It’s the end of the world as we know it. But in post-apocalypse Denmark, the end did not come in the form of a zombie plague or a hellish natural catastrophe, it came down through the rain, and whoever got caught outside without their umbrella was afflicted with instant agony and a swift death.
Those who didn’t die but were infected? Those guys ran for shelter and quickly infected others through their vomit or mere touch. Talk about some bad weather.
Two things we like about The Rain: how gorgeous the production design is of post-apocalypse Scandinavia and the shifting filial dynamic between brother and sister protagonists Simone (Alba August) and Rasmus (Lucas Lynggaard Tønnesen).
In the first, the cinematography lends itself well to the arc of the story. Flashes of brilliance are apparent in the cutting edge sci-fi design of the bunkers, the contrast with the peaceful countryside whose silence is brutally interrupted by occasional para-military patrols, and the crowning glory of the first season is a desolate Copenhagen sparsely populated by roving bands of hungry, exceedingly desperate survivors.
The second is due mainly to the setup and pacing of the story as we are given nothing but a quick glimpse of the quiet before the literal storm, where young teen Simone (Alba August) is worrying about all things school, like, oh, being late for class with a pending group presentation in the mix.
Almost right after she enters the school building, her father Frederik (Lars Simonsen) rushes in with apparent distraught and drags her to the waiting car. The whole fam is already in the vehicle, including an irritating 10-year-old baby bro Rasmus and the equally stricken, but trying to keep it together mother. Her dad keeps saying they need to go somewhere safe because the rain is coming and it’s clearly a very bad thing.
After a near car crash they finally arrive at a bunker out of Copenhagen that’s marked with the logo of Apollon, the company Alba and Rasmus’s father works for and they’re sequestered away from the world just as the rain falls.
Many things happen in the first episode that would be too spoilery to discuss, but rest assured that the curveballs the series creators throw at the audience from the get go earn enough mystery and cliffhanger cred to likely take you through a few more episodes on sheer curiosity.
Those episodes we're referring to happen six years after the rains have decimated Scandinavia. And Simone and Rasmus? Well, they’ve since become young adults while subsisting on nonperishable food items that are fully stocked in the bunker.
The now-strapping young teen Rasmus, in particular, is shocking to behold as it looks like his only hobby has been hitting the bunker’s in-house gym and downing protein shakes when big sister Simone is napping.
So what happens when two Danish siblings emerge from the safety of their bunker to find all of civilization gone?
If you just groaned, suspecting that this may yet be another dystopic drama riding on the coattails of The Walking Dead then this likely isn’t the series for you—especially if you’ve got post-apoc TV fatigue, look elsewhere for your binge.
For those who still haven’t gotten their fix of what happens when the planet falls apart then you’ll be glad to know that Netflix’s first original young-adult series is full of promise.
It’s easier to watch and keep track of than the heady complexity of Germany’s Dark, and its polish is more serious and grim than the horny, emo teens of American-produced The 100. This Danish dark star is almost exclusively about survival.
And that’s a good thing.
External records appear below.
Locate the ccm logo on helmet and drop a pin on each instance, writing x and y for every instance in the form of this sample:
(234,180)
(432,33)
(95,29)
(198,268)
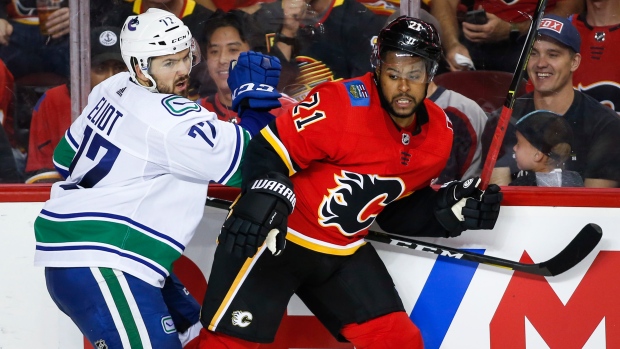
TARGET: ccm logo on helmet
(179,39)
(132,24)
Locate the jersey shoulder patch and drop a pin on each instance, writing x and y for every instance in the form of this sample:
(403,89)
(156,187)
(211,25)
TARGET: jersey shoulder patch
(358,93)
(179,106)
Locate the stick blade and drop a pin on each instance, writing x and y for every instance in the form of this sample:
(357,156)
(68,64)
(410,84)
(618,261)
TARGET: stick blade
(581,246)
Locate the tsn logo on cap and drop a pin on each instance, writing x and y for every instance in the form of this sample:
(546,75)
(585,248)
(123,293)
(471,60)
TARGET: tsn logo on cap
(551,24)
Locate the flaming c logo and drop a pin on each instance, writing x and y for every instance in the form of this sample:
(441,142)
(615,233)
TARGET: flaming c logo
(606,92)
(356,200)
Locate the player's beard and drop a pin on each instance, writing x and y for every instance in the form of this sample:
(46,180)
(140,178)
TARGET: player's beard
(172,89)
(387,105)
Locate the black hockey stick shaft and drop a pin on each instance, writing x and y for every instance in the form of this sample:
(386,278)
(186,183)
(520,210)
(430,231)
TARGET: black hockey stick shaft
(504,118)
(585,241)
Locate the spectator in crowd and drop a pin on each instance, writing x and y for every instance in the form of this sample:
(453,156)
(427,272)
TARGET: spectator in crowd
(313,183)
(543,145)
(51,116)
(388,7)
(494,45)
(24,49)
(326,40)
(599,72)
(227,5)
(554,58)
(227,35)
(468,122)
(8,167)
(194,16)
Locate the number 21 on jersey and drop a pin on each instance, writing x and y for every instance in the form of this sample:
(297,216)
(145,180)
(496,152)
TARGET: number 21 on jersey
(307,107)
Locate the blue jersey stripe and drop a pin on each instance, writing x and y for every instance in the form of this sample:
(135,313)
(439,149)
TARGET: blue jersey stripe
(441,297)
(116,217)
(159,271)
(72,140)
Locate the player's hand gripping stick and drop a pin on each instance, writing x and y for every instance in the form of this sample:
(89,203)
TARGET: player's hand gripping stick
(461,205)
(260,214)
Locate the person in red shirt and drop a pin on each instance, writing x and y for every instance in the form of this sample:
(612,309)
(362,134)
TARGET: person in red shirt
(599,73)
(316,179)
(51,116)
(227,35)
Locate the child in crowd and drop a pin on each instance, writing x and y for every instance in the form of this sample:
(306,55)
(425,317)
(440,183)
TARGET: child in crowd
(544,142)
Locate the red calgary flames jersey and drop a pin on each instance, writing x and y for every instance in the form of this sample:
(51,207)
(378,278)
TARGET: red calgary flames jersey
(347,160)
(510,10)
(598,74)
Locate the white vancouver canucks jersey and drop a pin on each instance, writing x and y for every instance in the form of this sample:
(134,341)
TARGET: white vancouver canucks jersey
(137,167)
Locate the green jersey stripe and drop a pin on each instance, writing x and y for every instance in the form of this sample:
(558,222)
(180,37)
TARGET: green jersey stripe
(124,238)
(122,305)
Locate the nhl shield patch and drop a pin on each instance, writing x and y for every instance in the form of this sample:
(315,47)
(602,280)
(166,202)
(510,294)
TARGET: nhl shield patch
(358,94)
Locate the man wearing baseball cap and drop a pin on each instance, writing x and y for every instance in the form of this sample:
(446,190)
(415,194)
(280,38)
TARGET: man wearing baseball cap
(51,116)
(554,58)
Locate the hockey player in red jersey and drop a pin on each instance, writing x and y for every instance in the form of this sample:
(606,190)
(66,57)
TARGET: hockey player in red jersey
(315,180)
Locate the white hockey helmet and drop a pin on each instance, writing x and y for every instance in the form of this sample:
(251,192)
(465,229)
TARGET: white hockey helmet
(151,34)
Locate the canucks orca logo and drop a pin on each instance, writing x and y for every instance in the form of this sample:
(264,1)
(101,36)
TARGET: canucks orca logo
(178,106)
(606,92)
(356,200)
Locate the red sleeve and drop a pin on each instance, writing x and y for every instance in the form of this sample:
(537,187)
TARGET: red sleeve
(313,128)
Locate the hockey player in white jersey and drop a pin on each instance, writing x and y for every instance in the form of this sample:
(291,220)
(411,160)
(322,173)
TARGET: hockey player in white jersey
(137,164)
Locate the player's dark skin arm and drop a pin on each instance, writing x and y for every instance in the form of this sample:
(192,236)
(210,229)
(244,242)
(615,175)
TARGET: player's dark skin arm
(413,215)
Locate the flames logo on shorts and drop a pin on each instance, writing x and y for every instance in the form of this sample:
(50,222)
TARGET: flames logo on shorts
(353,205)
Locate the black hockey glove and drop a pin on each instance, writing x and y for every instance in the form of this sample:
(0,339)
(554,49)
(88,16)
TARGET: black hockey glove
(261,213)
(461,206)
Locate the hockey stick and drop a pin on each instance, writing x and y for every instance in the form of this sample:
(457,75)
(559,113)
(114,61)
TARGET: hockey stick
(585,241)
(504,118)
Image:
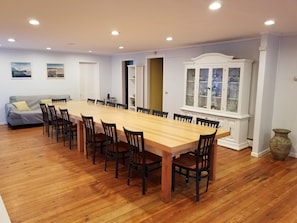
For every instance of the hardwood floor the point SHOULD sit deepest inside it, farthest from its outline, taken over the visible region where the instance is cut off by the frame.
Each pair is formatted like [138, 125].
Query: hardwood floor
[44, 181]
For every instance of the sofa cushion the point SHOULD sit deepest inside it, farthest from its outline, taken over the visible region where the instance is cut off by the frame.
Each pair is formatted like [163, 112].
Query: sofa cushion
[46, 101]
[21, 106]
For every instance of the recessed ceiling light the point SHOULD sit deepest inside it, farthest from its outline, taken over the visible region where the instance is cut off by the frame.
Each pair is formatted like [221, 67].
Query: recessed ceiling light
[269, 22]
[115, 33]
[169, 38]
[34, 22]
[215, 5]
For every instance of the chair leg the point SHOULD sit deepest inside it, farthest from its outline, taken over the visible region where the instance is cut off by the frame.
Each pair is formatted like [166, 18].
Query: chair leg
[144, 174]
[105, 161]
[129, 173]
[173, 178]
[117, 165]
[70, 140]
[197, 186]
[207, 182]
[94, 154]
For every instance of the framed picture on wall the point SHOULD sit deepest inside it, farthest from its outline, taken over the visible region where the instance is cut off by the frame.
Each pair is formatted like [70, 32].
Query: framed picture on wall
[20, 70]
[55, 70]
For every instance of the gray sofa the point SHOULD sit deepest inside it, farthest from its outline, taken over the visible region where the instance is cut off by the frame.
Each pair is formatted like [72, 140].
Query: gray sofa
[33, 115]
See, this first season will hit all the familiar tropes of a survival milieu and the siblings will also hook up with a more knowledgeable and battle-hardened crew in the form of familiar template characters: the battle-hardened ex-military, the one-time party girl, the quiet but dependable nerd, the crazy motherfucker.
The most interesting thing is the group dynamics and how the siblings vibe of natural purity somehow imbues the rest of the group with hope and a renewed sense of ethics in a world gone mad. It was great to see the development of characters like the gloomy, rebellious seductress Beatrice (Angela Bundalovic), and perennially outraged Patrick (Lukas Løkken), once they got to interact with Simone and Rasmus, especially when their own personal histories are revealed through flashbacks.
The worst things about The Rain are the head-scratching moments that reek of sloppy world-building and scientific non-sequitur wtf-ness. We'll leave you to spot the obvious ones when you watch but an example is the mystery of the downpour itself: if puddles and being drenched in the rain is enough to get you infected and die, then a small, stray speck of moisture should be enough to kill.
It follows that even a dew left on a leaf could be a hazardous tangent of infection. Do people need a certain amount of rain in their bodies so they’re considered infected? Why isn’t everybody carrying around vendor-sized umbrellas and full-body raincoats? Almost no explanations to these are offered in the first season and we found it maddening. Rain, rain, go away.
Paging creators Jannik Tai Mosholt, Esben Toft Jacobsen, and Christian Potalivo. Can we have more information about the damned cause of your apocalypse, please?
Told through an arc of 8 episodes, Rasmus and Simone with their new post-apocalypse family are set free from their collective past and, in the process, societal rules. It’s a gift of survivalism and its curse. But in the meantime there’s still love, jealousy, and a delayed coming-of-age to deal with along with finding shelter and avoiding crazy people.